How does clock harmonics from a digital circuit couple into an adjacent RF receiver on the same PCB?
Clock Harmonic Coupling to RF
Clock harmonic interference is the most common mixed-signal EMI problem in consumer electronics, affecting smartphones, Wi-Fi routers, and IoT devices.
Mitigation Strategy
(1) Frequency planning: choose clock frequencies whose harmonics do not fall in the RF receive bands. Use a spreadsheet to compute n × f_clk for n = 1 to 100 and check against: Wi-Fi (2400-2483.5, 5150-5850, 5925-7125 MHz), Cellular (700-2600 MHz), GPS (1575.42 MHz), and Bluetooth (2402-2480 MHz). If a harmonic falls in a critical band: change the clock frequency by a few percent or use spread spectrum clocking. (2) Physical separation: 20 mm: approximately 30-40 dB isolation at 2.4 GHz. 50 mm: approximately 40-50 dB. 100 mm: approximately 50-60 dB. Combined with a ground plane between the clock and RF circuits: additional 15-25 dB. (3) Shielding: a metal shield can (stamped or soldered) over the digital section provides 20-40 dB of additional isolation. The shield must be grounded with multiple vias to the PCB ground plane. (4) Filtering: a low-pass filter on the clock output reduces harmonic levels. A ferrite bead on the clock power supply reduces conducted harmonics.

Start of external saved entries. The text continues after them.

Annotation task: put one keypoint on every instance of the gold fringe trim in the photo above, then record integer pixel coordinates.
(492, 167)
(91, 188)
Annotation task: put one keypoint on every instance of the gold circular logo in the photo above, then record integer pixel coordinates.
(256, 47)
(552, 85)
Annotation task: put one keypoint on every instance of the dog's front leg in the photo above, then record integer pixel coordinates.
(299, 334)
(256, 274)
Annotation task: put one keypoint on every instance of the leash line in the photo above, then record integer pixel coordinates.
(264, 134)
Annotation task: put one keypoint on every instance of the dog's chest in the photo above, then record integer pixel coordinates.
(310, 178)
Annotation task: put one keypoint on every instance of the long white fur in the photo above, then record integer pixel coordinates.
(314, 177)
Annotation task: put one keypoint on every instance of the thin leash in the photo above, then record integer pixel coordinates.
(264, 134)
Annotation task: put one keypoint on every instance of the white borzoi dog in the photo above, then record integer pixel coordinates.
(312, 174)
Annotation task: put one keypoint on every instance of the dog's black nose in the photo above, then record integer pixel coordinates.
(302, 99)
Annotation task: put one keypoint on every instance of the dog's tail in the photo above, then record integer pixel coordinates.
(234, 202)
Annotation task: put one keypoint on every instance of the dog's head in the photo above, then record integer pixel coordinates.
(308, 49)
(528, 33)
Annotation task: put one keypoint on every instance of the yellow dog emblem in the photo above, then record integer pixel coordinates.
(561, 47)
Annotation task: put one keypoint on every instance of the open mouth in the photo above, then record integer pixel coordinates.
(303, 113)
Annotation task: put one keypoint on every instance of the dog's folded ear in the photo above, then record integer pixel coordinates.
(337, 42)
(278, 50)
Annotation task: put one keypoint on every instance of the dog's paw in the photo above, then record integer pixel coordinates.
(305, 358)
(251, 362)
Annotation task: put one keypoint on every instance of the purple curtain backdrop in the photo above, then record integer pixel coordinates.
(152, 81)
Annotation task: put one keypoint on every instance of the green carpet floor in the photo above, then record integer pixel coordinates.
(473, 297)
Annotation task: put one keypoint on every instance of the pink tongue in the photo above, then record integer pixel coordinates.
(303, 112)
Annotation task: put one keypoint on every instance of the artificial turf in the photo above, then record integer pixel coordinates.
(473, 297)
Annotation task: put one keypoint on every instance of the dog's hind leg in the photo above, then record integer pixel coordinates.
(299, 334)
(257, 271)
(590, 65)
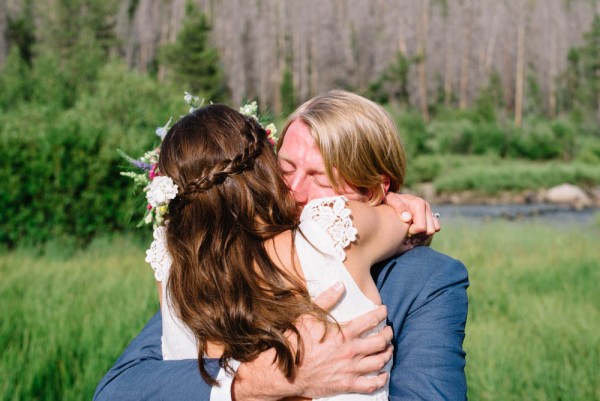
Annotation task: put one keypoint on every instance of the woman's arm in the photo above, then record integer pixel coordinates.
(381, 234)
(159, 288)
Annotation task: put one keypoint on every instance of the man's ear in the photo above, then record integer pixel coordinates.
(385, 184)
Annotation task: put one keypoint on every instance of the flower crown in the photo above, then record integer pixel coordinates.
(160, 189)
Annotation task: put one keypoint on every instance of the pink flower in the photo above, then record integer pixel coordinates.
(153, 173)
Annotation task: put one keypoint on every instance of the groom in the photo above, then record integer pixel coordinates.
(424, 291)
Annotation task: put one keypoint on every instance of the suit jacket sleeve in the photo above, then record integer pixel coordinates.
(141, 374)
(425, 292)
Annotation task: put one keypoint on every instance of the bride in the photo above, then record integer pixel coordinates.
(237, 265)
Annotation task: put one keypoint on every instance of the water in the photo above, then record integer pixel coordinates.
(541, 212)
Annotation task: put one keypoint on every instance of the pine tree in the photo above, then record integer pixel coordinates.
(194, 64)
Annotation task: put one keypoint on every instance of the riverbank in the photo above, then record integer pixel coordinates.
(560, 196)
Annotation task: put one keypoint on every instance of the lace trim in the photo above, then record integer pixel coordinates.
(158, 256)
(332, 215)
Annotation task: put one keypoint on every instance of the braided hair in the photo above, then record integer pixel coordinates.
(232, 198)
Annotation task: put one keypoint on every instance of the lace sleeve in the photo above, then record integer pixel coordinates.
(158, 255)
(332, 215)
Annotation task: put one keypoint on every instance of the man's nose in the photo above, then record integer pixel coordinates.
(298, 186)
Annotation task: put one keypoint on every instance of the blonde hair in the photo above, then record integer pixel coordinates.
(357, 137)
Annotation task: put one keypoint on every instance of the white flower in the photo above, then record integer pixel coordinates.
(272, 130)
(250, 110)
(160, 191)
(162, 131)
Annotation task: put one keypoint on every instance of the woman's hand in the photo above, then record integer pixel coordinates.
(417, 212)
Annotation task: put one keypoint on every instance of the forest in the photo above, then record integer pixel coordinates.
(489, 96)
(495, 99)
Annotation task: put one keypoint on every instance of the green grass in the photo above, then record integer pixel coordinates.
(491, 175)
(533, 331)
(65, 320)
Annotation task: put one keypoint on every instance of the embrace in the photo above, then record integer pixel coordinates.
(296, 274)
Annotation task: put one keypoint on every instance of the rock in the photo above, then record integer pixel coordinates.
(570, 195)
(427, 191)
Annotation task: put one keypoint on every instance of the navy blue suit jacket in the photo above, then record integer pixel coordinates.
(425, 292)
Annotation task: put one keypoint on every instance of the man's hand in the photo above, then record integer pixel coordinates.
(337, 364)
(417, 211)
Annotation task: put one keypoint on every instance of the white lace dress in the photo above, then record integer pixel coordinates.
(325, 231)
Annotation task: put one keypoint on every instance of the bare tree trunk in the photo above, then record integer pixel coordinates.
(520, 77)
(464, 63)
(423, 61)
(491, 47)
(553, 68)
(448, 64)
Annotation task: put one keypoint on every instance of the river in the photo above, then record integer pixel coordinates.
(553, 214)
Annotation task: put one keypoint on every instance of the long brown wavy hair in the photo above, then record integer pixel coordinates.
(231, 199)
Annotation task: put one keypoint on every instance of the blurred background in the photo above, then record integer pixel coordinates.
(497, 103)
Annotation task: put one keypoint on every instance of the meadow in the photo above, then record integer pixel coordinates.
(533, 331)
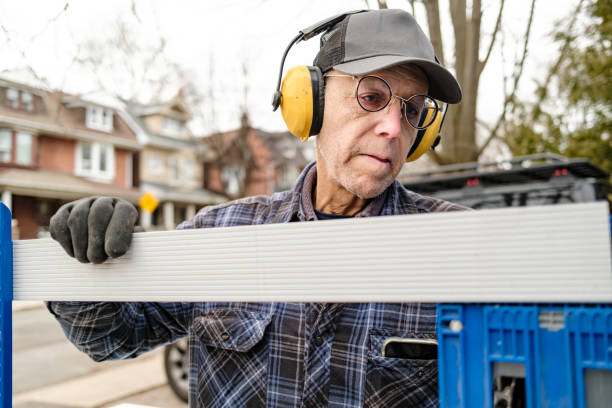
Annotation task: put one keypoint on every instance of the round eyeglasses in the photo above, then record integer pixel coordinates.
(373, 94)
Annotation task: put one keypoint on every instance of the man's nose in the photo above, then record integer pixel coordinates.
(390, 120)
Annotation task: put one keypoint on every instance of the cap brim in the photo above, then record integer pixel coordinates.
(442, 84)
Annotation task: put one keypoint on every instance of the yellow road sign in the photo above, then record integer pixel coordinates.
(148, 202)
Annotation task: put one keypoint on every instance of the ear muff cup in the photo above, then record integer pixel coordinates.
(302, 101)
(425, 138)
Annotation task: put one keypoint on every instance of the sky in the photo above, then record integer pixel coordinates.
(214, 40)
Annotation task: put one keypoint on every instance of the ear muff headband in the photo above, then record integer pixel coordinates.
(301, 96)
(425, 138)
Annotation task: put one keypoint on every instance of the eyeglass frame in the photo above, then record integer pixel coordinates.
(402, 100)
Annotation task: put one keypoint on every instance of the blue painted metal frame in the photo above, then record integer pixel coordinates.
(6, 316)
(554, 353)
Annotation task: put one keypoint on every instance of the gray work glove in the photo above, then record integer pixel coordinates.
(95, 228)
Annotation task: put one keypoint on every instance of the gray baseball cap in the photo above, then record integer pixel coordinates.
(373, 40)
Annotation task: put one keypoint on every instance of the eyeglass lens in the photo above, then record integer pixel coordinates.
(374, 94)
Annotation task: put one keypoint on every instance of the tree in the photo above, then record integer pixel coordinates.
(460, 138)
(572, 114)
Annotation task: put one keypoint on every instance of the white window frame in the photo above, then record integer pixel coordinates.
(129, 170)
(175, 170)
(18, 147)
(171, 126)
(12, 96)
(232, 176)
(95, 172)
(27, 101)
(188, 172)
(9, 150)
(99, 118)
(154, 162)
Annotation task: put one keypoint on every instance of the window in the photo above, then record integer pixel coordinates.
(288, 175)
(155, 164)
(12, 96)
(188, 170)
(232, 177)
(95, 160)
(174, 170)
(20, 99)
(24, 148)
(6, 145)
(86, 160)
(172, 127)
(27, 100)
(99, 118)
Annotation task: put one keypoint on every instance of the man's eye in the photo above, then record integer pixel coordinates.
(372, 100)
(411, 110)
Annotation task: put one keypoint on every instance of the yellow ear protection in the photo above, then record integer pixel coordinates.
(302, 97)
(429, 137)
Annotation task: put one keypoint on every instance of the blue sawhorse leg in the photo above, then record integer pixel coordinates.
(6, 300)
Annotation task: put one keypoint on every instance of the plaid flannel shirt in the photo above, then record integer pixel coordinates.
(276, 354)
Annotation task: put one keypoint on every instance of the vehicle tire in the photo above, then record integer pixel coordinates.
(176, 365)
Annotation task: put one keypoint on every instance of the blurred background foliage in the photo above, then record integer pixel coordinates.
(572, 113)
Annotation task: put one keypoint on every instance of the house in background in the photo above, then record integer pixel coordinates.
(55, 148)
(248, 161)
(169, 165)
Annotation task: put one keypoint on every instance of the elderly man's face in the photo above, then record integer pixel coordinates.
(359, 151)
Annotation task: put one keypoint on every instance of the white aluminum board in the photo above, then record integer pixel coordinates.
(535, 254)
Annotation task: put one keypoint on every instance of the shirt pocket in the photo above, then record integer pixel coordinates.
(228, 355)
(399, 382)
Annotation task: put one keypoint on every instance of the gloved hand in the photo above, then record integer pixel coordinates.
(94, 228)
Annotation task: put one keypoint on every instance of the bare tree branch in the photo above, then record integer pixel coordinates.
(542, 91)
(517, 76)
(134, 12)
(433, 22)
(495, 31)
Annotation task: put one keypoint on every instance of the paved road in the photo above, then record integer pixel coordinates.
(49, 372)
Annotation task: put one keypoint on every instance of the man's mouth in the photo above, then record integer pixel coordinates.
(382, 159)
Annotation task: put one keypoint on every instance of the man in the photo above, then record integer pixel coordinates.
(296, 354)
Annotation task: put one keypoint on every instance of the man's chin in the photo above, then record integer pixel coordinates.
(369, 189)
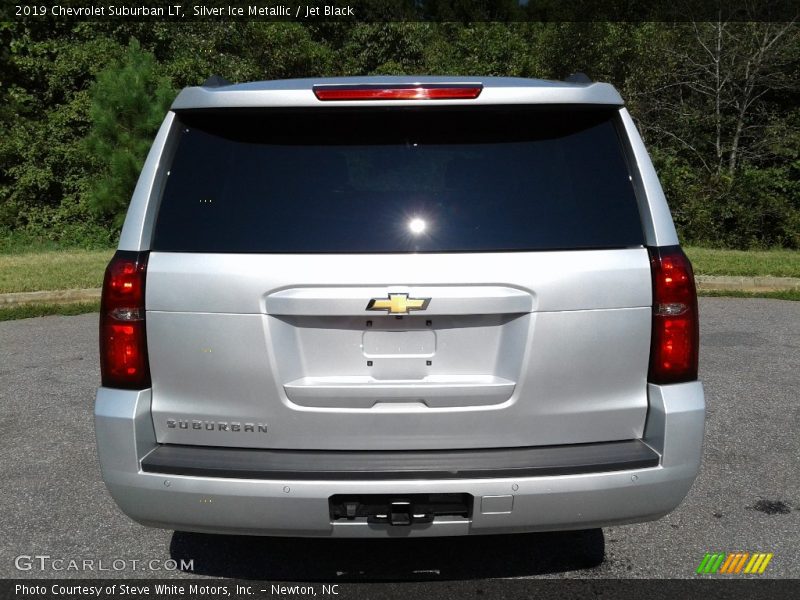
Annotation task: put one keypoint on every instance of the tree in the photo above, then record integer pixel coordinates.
(128, 102)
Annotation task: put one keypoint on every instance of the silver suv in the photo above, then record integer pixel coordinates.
(385, 305)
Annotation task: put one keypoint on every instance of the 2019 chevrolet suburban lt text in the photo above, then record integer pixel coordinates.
(372, 306)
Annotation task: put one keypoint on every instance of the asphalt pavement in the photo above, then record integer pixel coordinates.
(746, 498)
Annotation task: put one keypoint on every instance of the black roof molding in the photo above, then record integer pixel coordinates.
(578, 77)
(216, 81)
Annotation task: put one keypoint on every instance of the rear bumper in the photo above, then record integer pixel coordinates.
(283, 503)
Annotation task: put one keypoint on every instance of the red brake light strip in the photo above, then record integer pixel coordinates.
(404, 92)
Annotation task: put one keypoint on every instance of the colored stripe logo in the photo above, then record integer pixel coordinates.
(734, 563)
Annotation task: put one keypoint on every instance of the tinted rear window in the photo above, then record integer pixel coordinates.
(397, 180)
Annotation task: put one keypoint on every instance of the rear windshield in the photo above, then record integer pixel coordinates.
(397, 180)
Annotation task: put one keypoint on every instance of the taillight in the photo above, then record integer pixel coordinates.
(415, 91)
(675, 337)
(123, 342)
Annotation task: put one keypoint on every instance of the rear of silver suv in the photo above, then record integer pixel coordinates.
(377, 306)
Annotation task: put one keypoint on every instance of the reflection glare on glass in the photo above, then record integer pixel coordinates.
(416, 225)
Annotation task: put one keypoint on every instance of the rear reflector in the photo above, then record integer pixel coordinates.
(675, 336)
(399, 92)
(123, 343)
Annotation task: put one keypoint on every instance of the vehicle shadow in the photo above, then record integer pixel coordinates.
(416, 559)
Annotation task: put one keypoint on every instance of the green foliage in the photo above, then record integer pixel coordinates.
(128, 102)
(80, 102)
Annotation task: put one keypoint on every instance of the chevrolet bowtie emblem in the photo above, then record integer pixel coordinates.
(398, 304)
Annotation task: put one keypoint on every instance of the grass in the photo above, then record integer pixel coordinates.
(26, 311)
(52, 270)
(750, 263)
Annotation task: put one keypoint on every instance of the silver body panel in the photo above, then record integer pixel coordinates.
(514, 349)
(300, 508)
(283, 340)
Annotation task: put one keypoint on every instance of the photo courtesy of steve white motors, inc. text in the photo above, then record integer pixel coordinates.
(173, 589)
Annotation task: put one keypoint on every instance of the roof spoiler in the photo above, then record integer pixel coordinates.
(578, 77)
(216, 81)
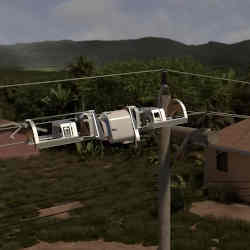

f_corner = 1/(π × t_r) (spectral envelope knee)
Required isolation: 60-80 dB (clock to RF RX)
Physical separation: 30-60 dB (20-100 mm)
Shield can: additional 20-40 dB isolation
Frequently Asked Questions
How do I know which clock frequency is safe?
Create a harmonic map: list all clock frequencies × harmonic numbers. Highlight any harmonic that falls within ±5 MHz of an RF receive band. No clock is perfectly safe (there are always harmonics in some RF band), but you can avoid the worst cases. Use spread spectrum clocking (SSC) to spread the harmonic energy across a wider bandwidth, reducing the peak spectral density by 10-20 dB.
Can I simulate clock-to-RF coupling?
Yes. Use a 3D EM simulator (HFSS, CST) with the PCB layout. Model the clock trace, the RF receive trace/antenna, and all ground planes. The simulation predicts the coupling magnitude (S21 between the clock and RF ports). However: the simulation is only as accurate as the PCB model. Stray coupling through cables, connectors, and enclosure resonances is difficult to simulate and often dominates in practice.
What about USB 3.0 interference to 2.4 GHz?
USB 3.0 uses a 5 Gbps data rate (fundamental at 2.5 GHz). The data spectral energy spreads across 2.4-2.5 GHz, overlapping with Wi-Fi and Bluetooth at 2.4 GHz. This is a well-known interference issue. Mitigation: shielded USB cables, EMI filtering on the USB connector, and physical separation between the USB connector and the 2.4 GHz antenna. Intel published a white paper addressing this issue, and it remains a design challenge in modern laptops and desktops.